Five-year court case finally resolved with suspended sentence
A woman who waited five years for her drugs case to be resolved has been given a suspended six-month jail sentence.
Magistrates’ Court heard that Zaharrin Simmons, 30, had been fighting two counts of drug possession in an increased penalty zone since 2017 before admitting her offences on Friday.
Alan Richards, for the Crown, admitted that the case faced “several complications”, including a trial date where none of the Crown’s witnesses or the defendant appeared.
The court heard that Simmons was an inmate at the Co-Ed Facility in St George’s for an unspecified reason.
Corrections officers carried out routine cell inspections on July 25, 2016 and found a “small and bulky” object.
Simmons immediately put the object in her mouth and refused to take it out, but eventually gave up the bag which held a smaller twist bag and two packages with a plantlike substance inside them.
Officers asked Simmons what they were but she refused to say.

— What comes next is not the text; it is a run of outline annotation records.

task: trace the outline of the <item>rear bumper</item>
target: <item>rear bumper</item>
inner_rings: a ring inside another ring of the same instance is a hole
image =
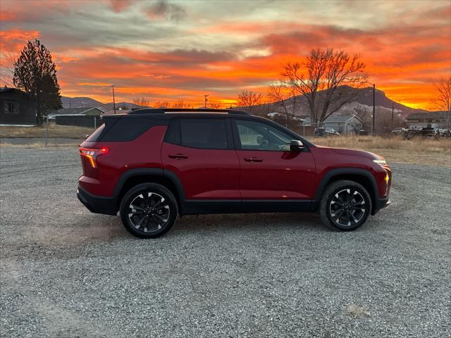
[[[118,213],[117,201],[115,198],[93,195],[80,186],[77,189],[77,197],[92,213],[112,215]]]
[[[388,196],[385,199],[378,199],[374,204],[373,215],[376,215],[381,209],[388,207],[391,203]]]

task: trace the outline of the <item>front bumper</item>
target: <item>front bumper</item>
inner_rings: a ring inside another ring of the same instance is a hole
[[[118,213],[118,204],[114,198],[93,195],[80,186],[77,189],[77,197],[92,213],[112,215]]]
[[[374,204],[372,214],[376,215],[381,209],[387,208],[391,203],[392,201],[388,196],[385,199],[378,199]]]

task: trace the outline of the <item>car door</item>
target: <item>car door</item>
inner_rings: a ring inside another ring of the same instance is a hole
[[[291,151],[293,136],[269,123],[233,119],[245,199],[312,199],[314,161],[308,149]]]
[[[173,118],[161,147],[187,200],[240,200],[240,163],[226,118]]]

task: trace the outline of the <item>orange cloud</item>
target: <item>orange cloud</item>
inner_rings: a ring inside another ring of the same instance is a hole
[[[0,49],[2,51],[20,51],[28,40],[39,37],[37,30],[23,30],[12,28],[0,31]]]

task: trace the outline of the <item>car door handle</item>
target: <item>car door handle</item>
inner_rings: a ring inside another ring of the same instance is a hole
[[[246,162],[263,162],[263,158],[259,158],[258,157],[245,157]]]
[[[175,155],[169,154],[168,156],[169,156],[169,158],[176,158],[178,160],[185,160],[188,158],[188,156],[183,155],[183,154],[176,154]]]

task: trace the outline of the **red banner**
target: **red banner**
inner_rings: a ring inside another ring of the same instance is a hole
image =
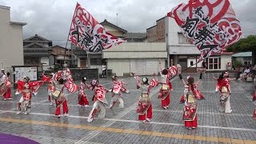
[[[199,61],[225,50],[242,35],[240,22],[228,0],[190,0],[167,14],[201,51]]]
[[[73,45],[90,52],[98,52],[126,42],[108,33],[78,3],[73,16],[69,41]]]

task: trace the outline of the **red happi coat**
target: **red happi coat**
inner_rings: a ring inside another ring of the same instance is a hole
[[[223,86],[226,86],[227,88],[228,92],[230,92],[230,79],[228,78],[223,78],[220,80],[220,86],[219,90],[222,91],[222,89]]]
[[[95,86],[93,90],[94,91],[94,102],[98,100],[105,104],[107,104],[107,101],[105,98],[105,94],[107,92],[107,90],[102,85]]]
[[[4,80],[3,85],[0,86],[0,96],[3,95],[7,92],[7,90],[10,88],[10,82],[9,78]]]
[[[79,93],[78,93],[79,96],[86,97],[86,94],[85,93],[85,89],[86,89],[86,84],[81,82],[80,87],[79,87]]]
[[[202,99],[205,98],[202,96],[202,93],[198,90],[198,86],[196,86],[195,84],[194,84],[193,87],[191,87],[190,89],[191,89],[191,90],[193,89],[193,94],[194,94],[196,99],[202,100]],[[184,103],[184,102],[185,102],[185,96],[183,94],[181,98],[180,103]]]
[[[125,93],[127,89],[124,87],[124,82],[118,81],[113,81],[113,89],[112,92],[115,94],[119,94],[119,92]]]
[[[140,78],[135,77],[137,82],[137,87],[142,90],[142,94],[138,100],[138,106],[137,106],[137,114],[139,115],[144,115],[150,106],[152,105],[151,101],[150,99],[150,91],[153,87],[155,87],[158,85],[158,82],[157,79],[152,79],[150,84],[147,85],[141,85]],[[146,96],[146,97],[144,97]]]
[[[186,93],[186,97],[185,98],[185,107],[183,113],[183,120],[184,121],[194,121],[196,117],[197,112],[197,104],[196,104],[196,97],[194,92],[194,86],[189,86],[187,87],[188,92]]]
[[[46,77],[45,75],[42,75],[42,81],[44,82],[47,82],[48,83],[48,90],[50,92],[53,92],[55,90],[55,87],[54,87],[54,80],[52,78],[50,77]]]
[[[37,93],[42,85],[43,85],[42,81],[25,83],[23,81],[18,80],[17,91],[22,94],[25,101],[30,101],[32,98],[32,93]]]

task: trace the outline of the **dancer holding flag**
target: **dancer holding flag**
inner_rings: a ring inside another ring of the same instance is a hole
[[[189,77],[187,82],[186,82],[181,74],[181,71],[178,70],[178,76],[182,81],[185,90],[185,106],[183,113],[183,120],[185,122],[185,127],[187,129],[195,129],[198,127],[198,116],[197,116],[197,104],[196,96],[198,94],[198,86],[202,80],[202,74],[200,73],[199,81],[194,82],[193,77]]]
[[[18,89],[15,94],[22,94],[22,98],[18,103],[18,113],[22,113],[22,104],[24,106],[24,114],[28,114],[31,109],[32,94],[36,95],[38,90],[43,85],[43,81],[30,82],[29,77],[24,77],[23,80],[18,80]]]
[[[150,92],[153,87],[158,85],[158,80],[155,78],[156,74],[154,74],[154,79],[151,80],[150,84],[148,83],[147,78],[142,78],[142,82],[140,82],[140,78],[135,76],[135,73],[132,73],[137,84],[137,89],[142,90],[137,106],[137,114],[138,114],[138,120],[142,122],[150,122],[152,114],[152,103],[150,98]]]
[[[45,73],[42,73],[42,80],[48,83],[48,102],[50,105],[53,105],[52,93],[55,90],[53,75],[54,74],[51,73],[49,74],[49,77],[46,77]]]
[[[113,108],[114,104],[118,102],[119,102],[119,107],[124,108],[124,102],[123,98],[122,95],[122,93],[129,93],[129,90],[127,90],[123,85],[125,85],[125,82],[118,82],[117,76],[112,77],[113,81],[113,88],[112,88],[112,99],[111,99],[111,104],[110,104],[110,109]]]
[[[80,87],[79,87],[79,93],[78,93],[78,106],[89,106],[89,101],[87,99],[86,94],[85,93],[85,89],[86,86],[86,78],[82,78],[82,81],[80,82]]]
[[[94,91],[94,105],[93,109],[91,110],[87,122],[92,122],[95,118],[97,111],[99,111],[98,118],[104,118],[106,115],[106,107],[105,105],[107,105],[107,102],[105,98],[106,93],[110,91],[108,89],[105,88],[102,85],[100,85],[98,80],[92,80],[90,86],[88,88]]]

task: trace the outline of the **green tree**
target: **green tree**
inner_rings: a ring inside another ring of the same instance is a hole
[[[249,35],[245,38],[241,38],[238,42],[227,47],[227,51],[233,52],[252,52],[252,64],[256,62],[256,35]]]

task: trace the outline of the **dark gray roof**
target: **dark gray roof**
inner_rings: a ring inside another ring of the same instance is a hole
[[[38,40],[34,40],[34,38],[37,38]],[[38,34],[35,34],[33,37],[24,39],[23,42],[52,42],[52,41],[50,41],[46,38],[38,36]]]
[[[127,30],[122,29],[121,27],[114,25],[113,23],[110,23],[109,22],[106,21],[106,19],[105,19],[102,22],[100,23],[101,25],[108,25],[113,27],[115,27],[117,30],[122,31],[122,33],[127,33]]]
[[[126,33],[122,34],[122,37],[126,39],[142,39],[146,38],[146,33]]]

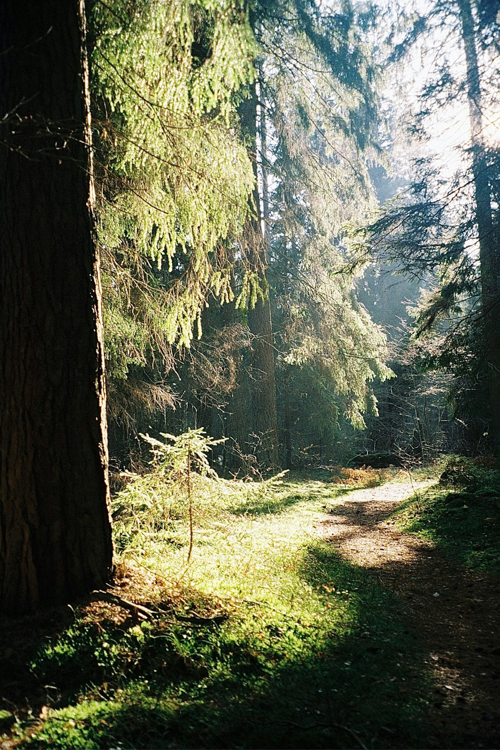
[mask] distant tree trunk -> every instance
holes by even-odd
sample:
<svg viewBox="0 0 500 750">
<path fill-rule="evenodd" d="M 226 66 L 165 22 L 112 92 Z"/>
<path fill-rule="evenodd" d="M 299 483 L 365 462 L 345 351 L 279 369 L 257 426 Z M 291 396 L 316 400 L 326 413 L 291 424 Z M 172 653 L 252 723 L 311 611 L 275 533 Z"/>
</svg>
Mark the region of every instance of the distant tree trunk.
<svg viewBox="0 0 500 750">
<path fill-rule="evenodd" d="M 476 221 L 479 237 L 481 302 L 489 368 L 492 427 L 500 454 L 500 248 L 493 226 L 488 169 L 484 154 L 481 79 L 470 0 L 458 0 L 467 69 L 467 98 L 473 152 Z"/>
<path fill-rule="evenodd" d="M 83 0 L 0 4 L 4 613 L 67 601 L 112 571 L 84 35 Z"/>
<path fill-rule="evenodd" d="M 252 266 L 259 273 L 267 287 L 268 252 L 265 238 L 261 224 L 260 196 L 257 183 L 257 94 L 255 84 L 251 87 L 249 99 L 239 107 L 244 131 L 250 142 L 250 158 L 256 176 L 253 193 L 255 214 L 249 222 L 245 242 L 249 248 Z M 253 384 L 252 416 L 253 431 L 259 438 L 256 454 L 259 462 L 266 468 L 274 468 L 279 464 L 276 383 L 274 376 L 274 348 L 271 320 L 271 304 L 268 295 L 257 301 L 248 310 L 248 327 L 253 336 L 252 364 Z"/>
</svg>

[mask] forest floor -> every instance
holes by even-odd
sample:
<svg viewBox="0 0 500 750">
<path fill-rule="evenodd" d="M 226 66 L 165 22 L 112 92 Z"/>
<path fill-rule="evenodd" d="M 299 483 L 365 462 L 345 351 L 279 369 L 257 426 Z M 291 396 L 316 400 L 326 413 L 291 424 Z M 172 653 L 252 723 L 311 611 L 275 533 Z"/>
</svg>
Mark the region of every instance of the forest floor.
<svg viewBox="0 0 500 750">
<path fill-rule="evenodd" d="M 436 678 L 427 746 L 499 748 L 498 579 L 398 530 L 393 514 L 412 490 L 405 484 L 355 490 L 325 515 L 320 532 L 397 595 L 409 627 L 424 644 Z"/>
<path fill-rule="evenodd" d="M 139 478 L 107 591 L 0 620 L 0 748 L 499 748 L 499 476 L 461 460 L 200 478 L 190 563 Z"/>
</svg>

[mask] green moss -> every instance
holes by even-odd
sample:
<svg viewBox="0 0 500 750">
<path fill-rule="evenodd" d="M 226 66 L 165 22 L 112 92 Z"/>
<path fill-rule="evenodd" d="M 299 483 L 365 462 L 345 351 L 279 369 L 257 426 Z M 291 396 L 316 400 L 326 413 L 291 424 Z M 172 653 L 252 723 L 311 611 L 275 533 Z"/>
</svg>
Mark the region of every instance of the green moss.
<svg viewBox="0 0 500 750">
<path fill-rule="evenodd" d="M 420 502 L 395 514 L 399 527 L 429 539 L 476 570 L 500 572 L 500 472 L 454 459 Z"/>
</svg>

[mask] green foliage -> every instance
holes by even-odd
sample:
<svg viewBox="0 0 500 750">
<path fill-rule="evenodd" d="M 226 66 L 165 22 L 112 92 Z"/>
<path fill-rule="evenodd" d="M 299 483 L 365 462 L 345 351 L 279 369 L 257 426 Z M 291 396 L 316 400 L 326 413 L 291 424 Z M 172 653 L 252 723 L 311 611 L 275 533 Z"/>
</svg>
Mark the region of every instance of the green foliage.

Police were alerted to the find and the packages were sent to be tested for drugs. Tests showed that the bags had 1.52g of cannabis, 0.05g of MDMA, also known as ecstasy, and tobacco.
The court heard that Simmons denied the charges on February 14, 2017 and that the case had since been set for trial at least twice.
Susan Mulligan, for the defence, said that her client had left the island shortly after her release and moved to Britain, but returned temporarily to help her family and resolve the case.
Simmons told the court: “I’ve been trying to move past this.”
Magistrate Khamisi Tokunbo sentenced her to three months imprisonment for cannabis possession and six months imprisonment for ecstasy possession.
He ordered that the two run concurrently and suspended the sentence for 18 months.